NoiseColor @lemmy.world · 8 days ago

For what stuff do you want to use them? I don’t think they come remotely close to today’s commercial models. Maybe for a specific purpose?

ntn888@lemmy.ml · 8 days ago

hey, thanks for your response… yeah that’s what I meant, the 2b models aren’t usable in today’s state, but more practical for everyday use if they work out…

I actually meant the 31b models are useful for my purpose. I don’t do full-on agentic coding, just interactive chat/prompting. Example, I make good use for making linux shell scripts (as I don’t know howto myself). Currently I use qwen3.5-flash via cloud. It’s as good as the frontier models back then if not better…

NoiseColor @lemmy.world · 7 days ago

I wanted to use smaller models, but then do more work on the “thinking” process.
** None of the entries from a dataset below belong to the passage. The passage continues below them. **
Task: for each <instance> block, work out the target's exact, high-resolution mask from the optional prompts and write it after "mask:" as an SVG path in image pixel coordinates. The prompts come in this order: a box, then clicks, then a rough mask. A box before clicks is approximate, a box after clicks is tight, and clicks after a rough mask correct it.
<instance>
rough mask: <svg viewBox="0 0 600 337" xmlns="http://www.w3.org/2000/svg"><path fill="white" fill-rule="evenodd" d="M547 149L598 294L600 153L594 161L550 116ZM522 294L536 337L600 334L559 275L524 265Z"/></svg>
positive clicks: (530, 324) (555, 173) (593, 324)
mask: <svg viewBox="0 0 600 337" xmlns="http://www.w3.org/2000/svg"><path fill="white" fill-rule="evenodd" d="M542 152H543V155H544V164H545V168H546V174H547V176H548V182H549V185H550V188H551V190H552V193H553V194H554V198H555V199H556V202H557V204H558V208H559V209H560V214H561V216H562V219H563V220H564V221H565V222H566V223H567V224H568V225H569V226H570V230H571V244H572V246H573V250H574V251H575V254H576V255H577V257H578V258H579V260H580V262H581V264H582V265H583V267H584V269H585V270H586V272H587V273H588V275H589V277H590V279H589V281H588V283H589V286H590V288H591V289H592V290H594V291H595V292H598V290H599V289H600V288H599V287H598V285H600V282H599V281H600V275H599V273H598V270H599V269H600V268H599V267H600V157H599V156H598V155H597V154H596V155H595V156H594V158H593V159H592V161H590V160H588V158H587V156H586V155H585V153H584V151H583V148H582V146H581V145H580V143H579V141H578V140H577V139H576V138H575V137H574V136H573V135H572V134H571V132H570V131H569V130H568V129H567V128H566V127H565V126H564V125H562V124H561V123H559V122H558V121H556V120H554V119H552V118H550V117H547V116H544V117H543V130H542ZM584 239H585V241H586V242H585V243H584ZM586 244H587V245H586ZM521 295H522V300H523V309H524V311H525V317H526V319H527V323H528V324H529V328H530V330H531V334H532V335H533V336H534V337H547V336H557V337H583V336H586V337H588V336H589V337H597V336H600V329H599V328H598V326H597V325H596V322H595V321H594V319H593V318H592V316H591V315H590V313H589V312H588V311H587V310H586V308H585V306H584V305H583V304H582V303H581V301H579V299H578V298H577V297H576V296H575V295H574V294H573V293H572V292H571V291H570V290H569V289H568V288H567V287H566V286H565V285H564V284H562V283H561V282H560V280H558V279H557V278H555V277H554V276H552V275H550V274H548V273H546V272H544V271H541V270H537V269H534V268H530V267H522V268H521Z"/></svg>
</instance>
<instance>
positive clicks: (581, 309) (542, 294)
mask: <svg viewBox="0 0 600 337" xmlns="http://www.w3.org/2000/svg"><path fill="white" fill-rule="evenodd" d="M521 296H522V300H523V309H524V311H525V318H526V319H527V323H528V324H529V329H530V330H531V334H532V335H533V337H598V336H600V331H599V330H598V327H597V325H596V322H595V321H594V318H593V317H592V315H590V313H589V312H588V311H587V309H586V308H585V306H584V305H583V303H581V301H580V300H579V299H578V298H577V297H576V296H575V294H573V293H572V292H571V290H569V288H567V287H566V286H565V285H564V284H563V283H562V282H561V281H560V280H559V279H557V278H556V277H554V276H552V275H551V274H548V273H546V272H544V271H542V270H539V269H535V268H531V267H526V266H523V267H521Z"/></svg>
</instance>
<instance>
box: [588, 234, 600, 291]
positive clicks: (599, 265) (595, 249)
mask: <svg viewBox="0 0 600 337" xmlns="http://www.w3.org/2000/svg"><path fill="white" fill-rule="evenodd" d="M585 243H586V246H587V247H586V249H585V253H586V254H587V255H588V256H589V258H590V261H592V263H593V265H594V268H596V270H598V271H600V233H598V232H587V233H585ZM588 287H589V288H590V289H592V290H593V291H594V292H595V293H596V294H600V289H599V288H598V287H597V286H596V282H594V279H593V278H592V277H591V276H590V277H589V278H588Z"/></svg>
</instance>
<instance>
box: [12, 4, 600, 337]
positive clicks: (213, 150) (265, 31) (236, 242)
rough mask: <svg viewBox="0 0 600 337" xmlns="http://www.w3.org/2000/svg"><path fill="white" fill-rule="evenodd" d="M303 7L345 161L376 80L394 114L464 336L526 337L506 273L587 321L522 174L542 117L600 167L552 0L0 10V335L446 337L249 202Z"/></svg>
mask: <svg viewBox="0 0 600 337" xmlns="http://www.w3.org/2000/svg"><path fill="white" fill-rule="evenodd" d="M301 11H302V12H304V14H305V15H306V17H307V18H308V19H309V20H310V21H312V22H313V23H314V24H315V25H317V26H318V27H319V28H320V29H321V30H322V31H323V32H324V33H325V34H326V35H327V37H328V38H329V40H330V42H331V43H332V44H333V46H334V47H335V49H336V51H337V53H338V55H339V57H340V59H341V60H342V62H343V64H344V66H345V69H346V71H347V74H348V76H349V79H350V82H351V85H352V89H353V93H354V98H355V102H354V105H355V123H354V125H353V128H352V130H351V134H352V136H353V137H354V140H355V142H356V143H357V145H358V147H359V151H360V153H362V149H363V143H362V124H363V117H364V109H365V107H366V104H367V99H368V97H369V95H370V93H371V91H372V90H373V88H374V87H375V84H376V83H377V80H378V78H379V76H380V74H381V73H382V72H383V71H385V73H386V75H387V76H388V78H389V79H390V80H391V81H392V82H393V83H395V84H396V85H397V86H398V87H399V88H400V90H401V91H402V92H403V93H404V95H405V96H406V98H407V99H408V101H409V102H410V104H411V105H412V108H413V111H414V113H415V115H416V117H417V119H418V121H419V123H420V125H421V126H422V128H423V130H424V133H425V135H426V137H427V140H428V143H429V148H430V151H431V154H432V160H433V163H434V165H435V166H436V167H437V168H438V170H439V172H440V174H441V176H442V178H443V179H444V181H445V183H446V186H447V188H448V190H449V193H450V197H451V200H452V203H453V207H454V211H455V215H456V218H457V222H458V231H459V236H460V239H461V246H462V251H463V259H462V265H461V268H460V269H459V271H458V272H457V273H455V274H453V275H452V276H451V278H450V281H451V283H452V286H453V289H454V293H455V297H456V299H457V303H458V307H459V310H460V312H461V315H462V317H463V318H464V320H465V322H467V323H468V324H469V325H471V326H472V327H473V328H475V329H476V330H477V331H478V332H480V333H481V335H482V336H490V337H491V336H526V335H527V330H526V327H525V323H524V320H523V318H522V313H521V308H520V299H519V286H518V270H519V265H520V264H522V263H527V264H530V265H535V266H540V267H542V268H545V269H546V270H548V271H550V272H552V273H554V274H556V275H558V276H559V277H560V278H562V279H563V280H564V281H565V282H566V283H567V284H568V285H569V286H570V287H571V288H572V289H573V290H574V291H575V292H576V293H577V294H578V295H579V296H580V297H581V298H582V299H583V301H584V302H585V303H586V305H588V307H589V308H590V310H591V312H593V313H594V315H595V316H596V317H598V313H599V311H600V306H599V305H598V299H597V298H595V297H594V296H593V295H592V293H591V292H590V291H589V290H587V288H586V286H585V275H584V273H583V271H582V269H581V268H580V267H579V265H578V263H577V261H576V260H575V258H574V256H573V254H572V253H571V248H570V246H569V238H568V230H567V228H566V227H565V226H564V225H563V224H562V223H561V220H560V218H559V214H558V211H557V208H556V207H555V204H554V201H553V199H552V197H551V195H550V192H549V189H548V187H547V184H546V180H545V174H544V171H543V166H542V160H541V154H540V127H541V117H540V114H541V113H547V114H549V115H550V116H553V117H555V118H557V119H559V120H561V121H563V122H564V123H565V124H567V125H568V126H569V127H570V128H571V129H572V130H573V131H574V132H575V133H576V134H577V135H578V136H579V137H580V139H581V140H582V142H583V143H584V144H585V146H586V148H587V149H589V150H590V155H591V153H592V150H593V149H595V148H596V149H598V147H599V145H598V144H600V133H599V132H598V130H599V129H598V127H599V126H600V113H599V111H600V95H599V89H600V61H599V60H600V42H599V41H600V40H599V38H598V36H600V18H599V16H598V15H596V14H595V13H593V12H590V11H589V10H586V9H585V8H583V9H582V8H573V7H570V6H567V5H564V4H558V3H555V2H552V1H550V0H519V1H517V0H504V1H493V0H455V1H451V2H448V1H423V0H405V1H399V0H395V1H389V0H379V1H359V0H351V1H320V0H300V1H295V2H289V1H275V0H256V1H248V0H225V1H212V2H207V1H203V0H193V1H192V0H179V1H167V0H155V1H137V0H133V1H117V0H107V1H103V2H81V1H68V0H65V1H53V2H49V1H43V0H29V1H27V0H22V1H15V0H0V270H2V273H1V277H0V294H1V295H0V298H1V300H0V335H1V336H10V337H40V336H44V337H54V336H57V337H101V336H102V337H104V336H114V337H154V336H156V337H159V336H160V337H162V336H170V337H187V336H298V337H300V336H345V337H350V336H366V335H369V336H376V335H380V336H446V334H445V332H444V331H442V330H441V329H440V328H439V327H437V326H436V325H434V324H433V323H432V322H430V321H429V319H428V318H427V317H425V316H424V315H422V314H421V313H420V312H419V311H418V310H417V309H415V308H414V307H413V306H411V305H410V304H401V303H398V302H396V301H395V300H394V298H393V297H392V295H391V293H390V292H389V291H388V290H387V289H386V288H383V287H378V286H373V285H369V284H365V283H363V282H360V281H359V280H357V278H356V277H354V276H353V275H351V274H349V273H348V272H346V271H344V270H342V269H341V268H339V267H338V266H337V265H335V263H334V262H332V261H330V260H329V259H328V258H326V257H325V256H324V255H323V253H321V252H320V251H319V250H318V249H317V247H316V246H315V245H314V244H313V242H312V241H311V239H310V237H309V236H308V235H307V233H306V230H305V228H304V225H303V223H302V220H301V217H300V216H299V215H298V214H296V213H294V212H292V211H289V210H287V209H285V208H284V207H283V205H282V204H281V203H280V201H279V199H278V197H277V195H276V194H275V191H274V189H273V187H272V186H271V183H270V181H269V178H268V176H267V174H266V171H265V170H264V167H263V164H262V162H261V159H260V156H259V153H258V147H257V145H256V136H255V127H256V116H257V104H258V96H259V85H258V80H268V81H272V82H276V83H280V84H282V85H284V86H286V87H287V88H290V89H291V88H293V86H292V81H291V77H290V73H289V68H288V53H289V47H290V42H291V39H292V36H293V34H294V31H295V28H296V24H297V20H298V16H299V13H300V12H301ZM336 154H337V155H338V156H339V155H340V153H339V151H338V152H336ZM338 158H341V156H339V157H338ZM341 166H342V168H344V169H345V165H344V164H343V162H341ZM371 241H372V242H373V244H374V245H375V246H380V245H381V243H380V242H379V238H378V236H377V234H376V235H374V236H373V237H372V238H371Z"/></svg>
I didn’t come far, because it get so slow with normal hardware and too expensive on dedicated one. Time consuming (I’m also not a programmer) but a fun project, but in the end I just decided to satisfy the privacy angle with protons ai Lumo.

inari@piefed.zip · 7 days ago

Proton has AI? Damn, that’s gotta be bleeding their coffers

SuspciousCarrot78@lemmy.world · edit-2 7 days ago

Probably not; the models they use all tend to be quite lightweight and inexpensive, tbh.

EDIT:
https://proton.me/support/lumo-privacy

Open-source language models

Lumo is powered by open-source large language models (LLMs) which have been optimized by Proton to give you the best answer based on the model most capable of dealing with your request. The models we’re using currently are Nemo, OpenHands 32B, OLMO 2 32B, GPT-OSS 120B, Qwen, Ernie 4.5 VL 28B, Apertus, and Kimi K2. These run exclusively on servers Proton controls so your data is never stored on a third-party platform.

Lumo’s code is open source, meaning anyone can see it’s secure and does what it claims to. We’re constantly improving Lumo with the latest models that give the best user experience.

Quite lightweight swarm for cloud service, barring Kimi K2.

NoiseColor @lemmy.world · 7 days ago

They have been working on this. Only 3 months ago it was pretty terrible. Today it’s almost on par with chatgpt. A bit worse on rag, slower,… good enough for normal use.

SuspciousCarrot78@lemmy.world · 7 days ago

I was playing around with a tiny amount earlier today (I use ProtonMail, so I figured why not).

I can’t tell much about it. It seems very…safety theater / personality removed.

Any idea of what models they use now? I get a feeling that the main brain is 14B (based on how it responds to questions / drops nuance).

SuspciousCarrot78@lemmy.world · edit-2 7 days ago

There are several 3B or less models that are surprisingly good. If you’re talking about a general chat model, you can get a lot of bang for your buck with Qwen3-1.7b. Granite-3B is also quite good (and obedient at tool calls, IIRC).

My every day driver is an ablit of Qwen3-4B 2507 instruct called Qwen HIVEMIND. I find it excellent…but again…black magic and clever tricks.

I’ve actually been scoping out the possibility of using ECA.dev and having something cheap / cloud based (say, GPT-5.4 mini) as the “brains” and SERA-8B as the “hands”.

GPT-5.4 mini is $0.75/M input tokens$4.50/M output tokens…and if it marries up with SERA-8B…well…that could go a long way indeed.

Small models can be made useful, as part of swarm architecture…but that’s not an apples : apples comparison.

fozid@feddit.uk · 7 days ago

For me, anything less than gpt oss 20b (a2b) is just for messing around with or for basic categorisation and basic text or data processing with highly structured prompts.